Dick Cheney, the “Dark Lord of American Politics,” earns some positive coverage in the latest Newsweek, in the form of Zev Chafets’ review of the former vice president’s new memoir.
When he signed the [book] deal in 2009, he was in bunker mentality—an embattled ideologue gearing up to defend a deeply unpopular terrorism policy under constant attack from the left. As his tome arrives in bookstores at summer’s end, the battlefield has changed dramatically. His defense brief lands after the court of public opinion has ruled—in his favor. President Obama has largely adopted the Cheney playbook on combating terrorism, from keeping Gitmo open to trying suspected enemies of the state in military tribunals. Obama’s drone war, which has quadrupled the number of attacks in the past two years, reflects Cheney’s whatever-it-takes approach. The leftist wrath once trained on Bush’s veep is aimed at the Democratic incumbent these days.
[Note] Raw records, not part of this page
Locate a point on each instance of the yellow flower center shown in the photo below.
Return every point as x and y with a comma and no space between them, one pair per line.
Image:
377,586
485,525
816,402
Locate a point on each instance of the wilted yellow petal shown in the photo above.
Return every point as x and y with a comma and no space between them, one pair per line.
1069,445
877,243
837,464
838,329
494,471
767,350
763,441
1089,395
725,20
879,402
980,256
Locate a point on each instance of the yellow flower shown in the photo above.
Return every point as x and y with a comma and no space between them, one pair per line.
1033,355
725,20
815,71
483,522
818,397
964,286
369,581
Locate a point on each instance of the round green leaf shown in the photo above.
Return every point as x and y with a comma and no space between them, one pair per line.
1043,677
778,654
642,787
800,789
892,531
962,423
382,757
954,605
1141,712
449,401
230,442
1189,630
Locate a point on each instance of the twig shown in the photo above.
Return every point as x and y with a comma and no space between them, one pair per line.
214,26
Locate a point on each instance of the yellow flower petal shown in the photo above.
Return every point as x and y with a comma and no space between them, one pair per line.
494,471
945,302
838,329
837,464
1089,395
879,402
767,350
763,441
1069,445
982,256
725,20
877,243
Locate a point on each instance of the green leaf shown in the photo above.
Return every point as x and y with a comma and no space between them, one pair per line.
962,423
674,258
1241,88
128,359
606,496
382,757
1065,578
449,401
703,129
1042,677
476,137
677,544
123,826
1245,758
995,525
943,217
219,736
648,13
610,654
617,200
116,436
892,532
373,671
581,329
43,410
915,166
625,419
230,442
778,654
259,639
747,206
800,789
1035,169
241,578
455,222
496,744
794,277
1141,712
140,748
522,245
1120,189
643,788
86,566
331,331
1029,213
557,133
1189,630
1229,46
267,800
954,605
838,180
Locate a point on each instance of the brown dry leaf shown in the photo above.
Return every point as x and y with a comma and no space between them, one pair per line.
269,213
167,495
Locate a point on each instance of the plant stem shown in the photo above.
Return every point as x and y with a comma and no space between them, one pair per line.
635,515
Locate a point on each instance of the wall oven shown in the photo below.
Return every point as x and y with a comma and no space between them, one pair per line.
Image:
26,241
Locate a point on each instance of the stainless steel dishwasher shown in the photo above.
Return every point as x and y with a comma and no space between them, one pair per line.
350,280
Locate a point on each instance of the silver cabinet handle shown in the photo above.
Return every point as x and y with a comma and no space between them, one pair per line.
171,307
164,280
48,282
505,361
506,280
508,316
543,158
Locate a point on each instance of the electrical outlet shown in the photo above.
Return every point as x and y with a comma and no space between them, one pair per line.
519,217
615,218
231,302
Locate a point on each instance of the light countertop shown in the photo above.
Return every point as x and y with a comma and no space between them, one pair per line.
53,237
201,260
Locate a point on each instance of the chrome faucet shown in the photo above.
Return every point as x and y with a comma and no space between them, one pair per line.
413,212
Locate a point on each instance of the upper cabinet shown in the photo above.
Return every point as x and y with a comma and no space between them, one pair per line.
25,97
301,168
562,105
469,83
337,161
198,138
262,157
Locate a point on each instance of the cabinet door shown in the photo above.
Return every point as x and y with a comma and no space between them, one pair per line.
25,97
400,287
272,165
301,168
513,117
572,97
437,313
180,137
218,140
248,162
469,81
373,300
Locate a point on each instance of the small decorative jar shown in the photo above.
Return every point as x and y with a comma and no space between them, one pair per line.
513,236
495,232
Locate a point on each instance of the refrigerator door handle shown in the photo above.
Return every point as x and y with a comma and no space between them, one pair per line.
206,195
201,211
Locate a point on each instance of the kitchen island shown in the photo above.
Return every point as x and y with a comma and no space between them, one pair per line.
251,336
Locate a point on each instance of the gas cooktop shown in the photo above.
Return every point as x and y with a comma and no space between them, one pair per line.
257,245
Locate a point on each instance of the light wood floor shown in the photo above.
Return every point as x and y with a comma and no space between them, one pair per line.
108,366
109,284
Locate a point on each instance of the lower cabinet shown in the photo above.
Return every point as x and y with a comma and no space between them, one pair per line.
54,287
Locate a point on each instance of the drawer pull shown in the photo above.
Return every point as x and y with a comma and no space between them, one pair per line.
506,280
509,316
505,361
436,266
Even the Bush-Cheney pro-democracy doctrine, born as a substitute rationale for the Iraq War after the failure to find WMD, is bearing fruit, toppling dictators from Cairo to Tripoli. The dirty little secret of the last few years is that the man George Bush called “Big Time” won. We’re all Cheneyites now.
It would perhaps be appropriate to suggest that — just as Obama’s economic policies often represent “George W. Bush on steroids” — the current president’s national-security program pays homage to the Bush-Cheney team.